Sherlock often punned on the “sensational” nature of Watson’s chronicle. In his mind, the cases were about factual details and logic deductions. The literary rendition of them misrepresented the true nature of detective work, if not outright betraying it.  Apparently Watson, also Doyle behind the scene as the real author, despite never refuting Sherlock directly, held a different view. And this unique short story was the strongest objection to the almighty logic and deduction yet.

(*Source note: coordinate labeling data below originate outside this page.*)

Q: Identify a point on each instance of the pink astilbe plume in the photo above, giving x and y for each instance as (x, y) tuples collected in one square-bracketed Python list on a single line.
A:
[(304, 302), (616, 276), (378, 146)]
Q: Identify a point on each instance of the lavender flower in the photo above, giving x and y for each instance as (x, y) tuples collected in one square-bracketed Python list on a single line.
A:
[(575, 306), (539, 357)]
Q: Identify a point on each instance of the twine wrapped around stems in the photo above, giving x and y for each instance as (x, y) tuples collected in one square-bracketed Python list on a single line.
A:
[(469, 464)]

In this adventure, Sherlock failed. Or worse, he was mercilessly mocked by Doyle. What happened in this story is NOT a crime, and Sherlock doomed himself from the very beginning by assuming one. While making all the “reasonable” observations and deductions, Sherlock erred on the conjecture and the ultimate truth. Instead of a scheming and blackmailing first husband, it was a mix-race teenage girl protected fiercely by a  loving mother. Nonetheless, we should not fault Sherlock too much by making the mistake.  After all, his world almost exclusively consisted of sinister crimes and schemes, and he was honestly humbled when the truth came out.

The adventure of yellow face was unique and refreshing because it was about love, protection and racial acceptance in the often crime-ridden Sherlock world. The story was written over a century ago, and the message couldn’t be more relevant even in 2017.